MR. DALZIEL (Kirkcaldy Burghs)

said the debate had been a delightful contrast to the debates they had had in the last two or three sessions. The Opposition were now getting a dose of the medicine prepared from their own prescription. Where were the Unionist Members when in the last Parliament the then Opposition protested against closure by compartments? Where then were their cares about the freedom of debate? Everyone of them voted for the the guillotine proposals introduced by the Leader of the Opposition. He and other Liberal Members had told hon. Gentlemen opposite that they were forging a weapon which would one day be used against them, but it had no influence whatever, and on every occasion they voted for the right hon. Gentleman's closure Motions irrespective of the merits of the proposal. [OPPOSITION cries, of "No."] Therefore he had little sympathy with these belated appeals for freedom of debate. Personally, he had never favoured the principle of the guillotine. It was a bad principle. Some vital points in a great measure were bound to be shut out of discussion. But what wore the alternatives? The Liberal Party had suggested that as the House was too congested to discuss in detail the great measures the country expected them to consider, local affairs should be delegated to local assemblies, and that the House of Commons should be kept for purely Imperial questions. There would then be no need for the guillotine. But the Opposition would not discuss that solution. The other alternatives were to sit up all night, or drop the Bill.

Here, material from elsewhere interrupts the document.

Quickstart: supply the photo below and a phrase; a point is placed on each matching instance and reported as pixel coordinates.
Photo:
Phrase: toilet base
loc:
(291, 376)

The first proposal was not satisfactory, and he thought the Government must go on with the Bill. If they did not carry out the programme which they were returned to fulfil, the country would hold them responsible. He did not think the Government could do anything else than bring forward this proposal. The present Bill was not a complicated Bill, but he would have preferred a simpler measure of one or two lines at most. The Amendments raised no new subject; they were simply a rehash of what had been discussed in Committee. He thought the Government had been ill-advised in not giving time to put down Amendments to the Motion, but after all, the Leader of the Opposition used to do the same thing. He believed the great mass of the people were in favour of the principle of the Bill, and the House ought to support the Government in carrying it through.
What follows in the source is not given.